You may be picking up my distaste here.

Up front I want to acknowledge the fact that AI has immense, far-ranging benefits to humanity, primarily in health, science & technology. If our ethical controls were not light years behind the technology we could all just sit back and celebrate.

But AI in the writing business? Please. Pity the English teachers in high schools and colleges everywhere— not to mention those in just about every other academic field — currently having to spend endless extra hours just trying to separate out what the student wrote from what the bot wrote.

Chalk this up not just to the gaping lag between moral-ethical codes and AI capabilities but to an entire generation born into the digital age. They, and generations to come, are led to assume that anything one can click on one can claim. Think about that for a while.

My rage, however, is with AI takng over the adults in the literary room. Where does it get off, barging in as if it owns the world, a scary but likely scenario? AI is announcing that anything we can write it can write better. Faster, cleaner and thoroughly spell-checked.

Here’s what AI does not have: a brain.

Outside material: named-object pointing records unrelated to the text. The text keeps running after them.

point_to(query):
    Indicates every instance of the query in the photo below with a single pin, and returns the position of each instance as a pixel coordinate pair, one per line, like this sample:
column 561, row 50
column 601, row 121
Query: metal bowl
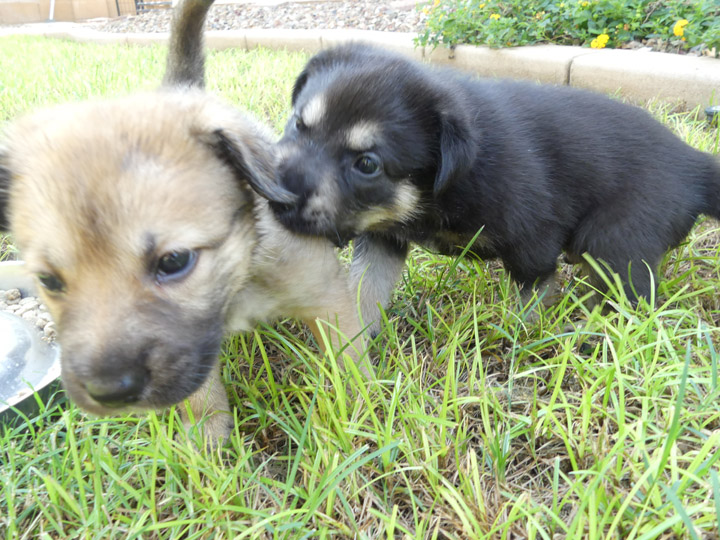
column 27, row 363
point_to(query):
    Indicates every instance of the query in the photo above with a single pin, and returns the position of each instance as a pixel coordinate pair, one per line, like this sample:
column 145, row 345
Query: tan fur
column 100, row 191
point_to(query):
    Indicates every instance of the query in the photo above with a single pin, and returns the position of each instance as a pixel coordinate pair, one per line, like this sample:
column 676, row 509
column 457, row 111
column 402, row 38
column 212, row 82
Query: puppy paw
column 213, row 429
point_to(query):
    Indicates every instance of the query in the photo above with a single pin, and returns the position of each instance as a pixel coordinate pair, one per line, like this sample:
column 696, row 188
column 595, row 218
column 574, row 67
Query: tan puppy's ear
column 4, row 191
column 252, row 158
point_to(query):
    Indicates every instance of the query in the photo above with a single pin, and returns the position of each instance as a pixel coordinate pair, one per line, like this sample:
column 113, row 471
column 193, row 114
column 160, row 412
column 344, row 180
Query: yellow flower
column 679, row 28
column 600, row 41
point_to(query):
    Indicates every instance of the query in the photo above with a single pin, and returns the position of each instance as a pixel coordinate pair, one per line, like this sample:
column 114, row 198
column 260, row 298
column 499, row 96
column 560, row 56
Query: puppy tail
column 4, row 192
column 712, row 200
column 186, row 57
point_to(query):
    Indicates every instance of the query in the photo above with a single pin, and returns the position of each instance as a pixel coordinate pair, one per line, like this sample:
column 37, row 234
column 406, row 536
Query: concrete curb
column 639, row 76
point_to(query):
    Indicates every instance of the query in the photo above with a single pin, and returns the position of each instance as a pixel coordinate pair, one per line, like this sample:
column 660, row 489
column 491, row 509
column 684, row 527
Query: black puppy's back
column 539, row 169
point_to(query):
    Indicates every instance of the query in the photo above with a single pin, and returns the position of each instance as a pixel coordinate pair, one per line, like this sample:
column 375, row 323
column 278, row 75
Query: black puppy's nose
column 118, row 389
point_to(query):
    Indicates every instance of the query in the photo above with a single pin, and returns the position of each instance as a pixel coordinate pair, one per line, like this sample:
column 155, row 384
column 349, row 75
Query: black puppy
column 389, row 151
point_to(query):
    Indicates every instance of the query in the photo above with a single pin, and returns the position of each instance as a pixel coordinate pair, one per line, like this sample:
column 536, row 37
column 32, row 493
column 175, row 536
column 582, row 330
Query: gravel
column 399, row 16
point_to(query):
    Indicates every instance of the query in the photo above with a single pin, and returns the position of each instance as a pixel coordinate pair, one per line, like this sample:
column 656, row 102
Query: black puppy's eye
column 175, row 265
column 367, row 164
column 51, row 283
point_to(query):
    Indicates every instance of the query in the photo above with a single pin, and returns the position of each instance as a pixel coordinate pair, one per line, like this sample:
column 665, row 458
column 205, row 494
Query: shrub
column 595, row 23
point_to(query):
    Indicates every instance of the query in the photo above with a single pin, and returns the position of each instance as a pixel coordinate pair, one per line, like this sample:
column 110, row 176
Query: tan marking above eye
column 313, row 112
column 363, row 135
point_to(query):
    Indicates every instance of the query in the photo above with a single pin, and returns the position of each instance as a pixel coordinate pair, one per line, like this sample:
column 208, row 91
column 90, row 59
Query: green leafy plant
column 681, row 24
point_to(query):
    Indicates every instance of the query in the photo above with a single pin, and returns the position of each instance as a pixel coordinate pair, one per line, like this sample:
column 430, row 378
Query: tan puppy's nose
column 118, row 389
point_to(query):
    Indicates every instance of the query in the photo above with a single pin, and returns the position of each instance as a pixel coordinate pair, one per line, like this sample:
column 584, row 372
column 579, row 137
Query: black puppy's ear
column 253, row 162
column 299, row 85
column 458, row 150
column 4, row 192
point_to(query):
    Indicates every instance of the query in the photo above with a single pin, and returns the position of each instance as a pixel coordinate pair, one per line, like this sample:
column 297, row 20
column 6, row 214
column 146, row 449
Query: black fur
column 539, row 169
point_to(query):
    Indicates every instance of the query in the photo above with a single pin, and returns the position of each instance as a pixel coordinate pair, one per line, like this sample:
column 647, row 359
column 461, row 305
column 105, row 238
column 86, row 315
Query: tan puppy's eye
column 175, row 265
column 51, row 283
column 367, row 164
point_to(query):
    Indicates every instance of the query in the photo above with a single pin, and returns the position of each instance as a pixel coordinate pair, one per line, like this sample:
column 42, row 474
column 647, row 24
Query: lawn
column 482, row 424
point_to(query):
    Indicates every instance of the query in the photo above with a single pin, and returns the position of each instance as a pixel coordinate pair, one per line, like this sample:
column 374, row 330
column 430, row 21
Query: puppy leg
column 210, row 409
column 376, row 266
column 535, row 272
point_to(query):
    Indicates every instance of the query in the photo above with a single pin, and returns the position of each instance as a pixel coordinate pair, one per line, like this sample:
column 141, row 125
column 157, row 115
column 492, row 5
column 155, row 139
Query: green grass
column 481, row 425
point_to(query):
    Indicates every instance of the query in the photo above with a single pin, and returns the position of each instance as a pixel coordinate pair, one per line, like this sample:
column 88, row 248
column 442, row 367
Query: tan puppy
column 136, row 218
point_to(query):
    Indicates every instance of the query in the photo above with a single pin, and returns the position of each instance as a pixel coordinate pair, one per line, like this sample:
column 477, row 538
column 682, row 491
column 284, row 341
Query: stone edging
column 639, row 76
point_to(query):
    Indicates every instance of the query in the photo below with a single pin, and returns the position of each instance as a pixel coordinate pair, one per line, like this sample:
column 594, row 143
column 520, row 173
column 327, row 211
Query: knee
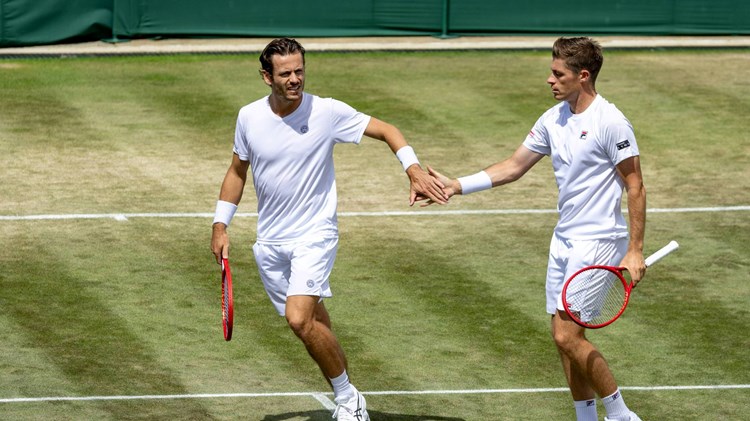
column 301, row 326
column 564, row 340
column 567, row 340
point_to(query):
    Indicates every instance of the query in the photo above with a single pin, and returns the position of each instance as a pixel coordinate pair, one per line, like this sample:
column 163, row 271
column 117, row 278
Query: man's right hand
column 219, row 241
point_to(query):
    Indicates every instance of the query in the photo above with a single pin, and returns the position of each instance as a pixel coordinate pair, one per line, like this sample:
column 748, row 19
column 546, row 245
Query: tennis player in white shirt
column 287, row 140
column 594, row 157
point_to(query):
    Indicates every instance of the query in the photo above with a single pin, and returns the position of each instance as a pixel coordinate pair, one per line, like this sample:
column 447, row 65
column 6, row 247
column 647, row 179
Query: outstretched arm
column 422, row 184
column 630, row 171
column 229, row 197
column 497, row 174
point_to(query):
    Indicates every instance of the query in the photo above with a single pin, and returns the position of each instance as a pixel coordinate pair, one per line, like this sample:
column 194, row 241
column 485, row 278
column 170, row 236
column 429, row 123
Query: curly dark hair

It has only a composite of a zillion human brains that pour themselves into an artificial universe where data collection and algorithms now take over in lieu of human thought.

Here’s what else AI does not have: a soul. It cannot feel compassion, act in kindness, respond with love.

Great writers since the stone age have labored to record human truth, to create stories that help us understand ourselves and our world. Their words engage our thoughts and emotions to help us make sense of this life.

AI now presumes to grab, by the billions and trillions, those words put forth by human brains. By human beings who put their human blood, sweat and tears into the work of creation. AI then professes to reorganize the words we humans created into its “perfect,” soulless algorithms .

Sorry, I will not be subscribing to a bot.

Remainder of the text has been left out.